GPs and pediatricians are the main prescribers of psychotropic drugs, even psychostimulants, despite regulations regarding the involvement of a mental health specialist. GPs and pediatricians do not rely on available classifications to obtain diagnoses and prescribe to treat symptoms, in most cases anxiety and agitation. Paradoxically, stimulants are rarely prescribed, and are feared for their side effects, although this is not the case for anxiolytics. As a result, children who may benefit from stimulants are not being prescribed these medications, and too many children are being prescribed anxiolytics despite their uncertain effects and safety.
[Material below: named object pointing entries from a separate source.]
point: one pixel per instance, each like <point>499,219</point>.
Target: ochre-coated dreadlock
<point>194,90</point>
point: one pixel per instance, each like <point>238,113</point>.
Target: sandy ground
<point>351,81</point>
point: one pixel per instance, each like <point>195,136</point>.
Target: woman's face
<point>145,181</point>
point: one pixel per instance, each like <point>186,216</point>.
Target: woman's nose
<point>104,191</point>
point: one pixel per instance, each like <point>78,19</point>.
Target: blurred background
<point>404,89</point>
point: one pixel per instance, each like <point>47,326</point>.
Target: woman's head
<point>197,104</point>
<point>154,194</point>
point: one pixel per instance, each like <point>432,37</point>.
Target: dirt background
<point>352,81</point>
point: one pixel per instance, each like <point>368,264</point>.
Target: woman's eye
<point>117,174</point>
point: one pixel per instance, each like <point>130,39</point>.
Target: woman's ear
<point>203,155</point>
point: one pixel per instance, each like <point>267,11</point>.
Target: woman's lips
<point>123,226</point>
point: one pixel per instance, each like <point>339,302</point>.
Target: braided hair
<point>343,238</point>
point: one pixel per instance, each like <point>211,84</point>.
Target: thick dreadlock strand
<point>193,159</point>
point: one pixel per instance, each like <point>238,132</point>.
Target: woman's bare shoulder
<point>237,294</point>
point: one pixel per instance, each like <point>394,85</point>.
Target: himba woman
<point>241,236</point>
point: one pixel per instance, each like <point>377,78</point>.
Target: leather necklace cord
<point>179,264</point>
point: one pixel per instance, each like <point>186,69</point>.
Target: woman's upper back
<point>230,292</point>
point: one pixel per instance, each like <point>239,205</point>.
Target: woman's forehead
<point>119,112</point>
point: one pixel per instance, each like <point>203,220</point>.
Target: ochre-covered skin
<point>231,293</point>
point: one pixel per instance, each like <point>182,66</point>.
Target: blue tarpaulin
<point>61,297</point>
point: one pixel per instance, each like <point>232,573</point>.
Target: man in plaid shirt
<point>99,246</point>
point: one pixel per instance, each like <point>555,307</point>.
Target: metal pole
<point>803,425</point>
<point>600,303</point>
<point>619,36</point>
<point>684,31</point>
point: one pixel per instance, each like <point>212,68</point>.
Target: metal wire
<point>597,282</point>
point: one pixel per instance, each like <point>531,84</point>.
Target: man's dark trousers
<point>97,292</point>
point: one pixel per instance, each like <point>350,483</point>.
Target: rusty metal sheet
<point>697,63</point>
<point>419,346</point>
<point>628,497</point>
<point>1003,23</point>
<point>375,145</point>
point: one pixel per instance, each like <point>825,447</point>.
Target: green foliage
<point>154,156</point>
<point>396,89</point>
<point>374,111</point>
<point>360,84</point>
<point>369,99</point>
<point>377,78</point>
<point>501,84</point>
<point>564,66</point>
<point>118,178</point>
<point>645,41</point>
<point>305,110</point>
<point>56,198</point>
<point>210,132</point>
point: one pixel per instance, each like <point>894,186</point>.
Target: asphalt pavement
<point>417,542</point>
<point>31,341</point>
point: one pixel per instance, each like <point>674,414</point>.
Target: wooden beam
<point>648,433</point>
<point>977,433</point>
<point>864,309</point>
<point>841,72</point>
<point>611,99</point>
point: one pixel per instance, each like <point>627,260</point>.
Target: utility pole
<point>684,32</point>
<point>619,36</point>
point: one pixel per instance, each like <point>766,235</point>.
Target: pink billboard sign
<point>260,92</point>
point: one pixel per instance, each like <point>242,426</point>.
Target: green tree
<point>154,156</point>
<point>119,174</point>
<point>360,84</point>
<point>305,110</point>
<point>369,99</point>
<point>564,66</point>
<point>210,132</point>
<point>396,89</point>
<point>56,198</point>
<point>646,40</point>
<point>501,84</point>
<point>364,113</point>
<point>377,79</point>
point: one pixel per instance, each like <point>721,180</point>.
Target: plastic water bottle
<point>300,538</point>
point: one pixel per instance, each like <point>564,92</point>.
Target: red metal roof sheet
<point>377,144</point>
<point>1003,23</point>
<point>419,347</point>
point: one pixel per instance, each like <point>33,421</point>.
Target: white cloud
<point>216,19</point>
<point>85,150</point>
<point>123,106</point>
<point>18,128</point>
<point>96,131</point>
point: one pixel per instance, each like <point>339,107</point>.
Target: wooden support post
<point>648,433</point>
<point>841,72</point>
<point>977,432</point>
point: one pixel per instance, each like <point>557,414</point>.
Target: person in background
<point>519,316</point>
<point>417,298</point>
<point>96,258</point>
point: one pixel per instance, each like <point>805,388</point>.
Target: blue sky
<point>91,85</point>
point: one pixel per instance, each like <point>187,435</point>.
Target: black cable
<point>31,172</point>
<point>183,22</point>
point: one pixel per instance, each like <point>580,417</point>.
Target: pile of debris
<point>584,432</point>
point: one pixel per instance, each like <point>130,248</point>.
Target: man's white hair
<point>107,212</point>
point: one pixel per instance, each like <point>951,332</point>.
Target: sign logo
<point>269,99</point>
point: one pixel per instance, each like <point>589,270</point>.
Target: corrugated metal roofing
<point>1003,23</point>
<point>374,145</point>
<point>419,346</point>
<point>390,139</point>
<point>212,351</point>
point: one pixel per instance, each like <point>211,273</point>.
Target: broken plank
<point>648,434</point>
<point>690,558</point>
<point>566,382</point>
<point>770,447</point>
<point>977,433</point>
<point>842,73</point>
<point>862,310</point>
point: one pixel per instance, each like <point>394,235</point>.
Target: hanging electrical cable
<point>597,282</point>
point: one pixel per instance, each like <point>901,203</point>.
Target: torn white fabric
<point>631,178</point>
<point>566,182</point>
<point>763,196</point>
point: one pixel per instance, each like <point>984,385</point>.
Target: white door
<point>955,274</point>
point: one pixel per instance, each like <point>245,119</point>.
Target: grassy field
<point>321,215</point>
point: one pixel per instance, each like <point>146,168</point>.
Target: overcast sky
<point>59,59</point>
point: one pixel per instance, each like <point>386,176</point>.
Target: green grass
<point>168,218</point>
Furthermore, most of these anxiolytics could be replaced with nonpharmacological approaches if, for example, psychologists were to be reimbursed or if the often-criticized long school hours in place in France were to be reduced. Finally, psychotropic drug prescription in France should be carefully monitored in children and adolescents, as it relies on GPs and pediatricians whose initial training in child psychiatry may not be adequate, which makes a case for their continuing education regarding psychiatric disorders in children, and whose relationships with specialized mental health providers is often problematic (Kovess-Masfety et al. 2007).
Clinical Significance
Use of psychotropic medication in children is high in France.
French GPs and pediatricians have to be trained to better use anxiolytics in children and adolescents, and warned against their side and long-term effects.
On the other hand, practitioners in contact with children should better use Diagnostic and Statistical Manual of Mental Disorders (DSM) classifications in their precise definitions, in order to prescribe psychostimulants for those who qualify for this diagnostically, after having tried nonpharmacological approaches such as adaptation of study hours, a better balanced day program with some physical exercise, or psychotherapy if needed.
Because France may not be unique in this situation, these recommendations may extend to other European countries as well as outside Europe.
Disclosures
No competing financial interests exist.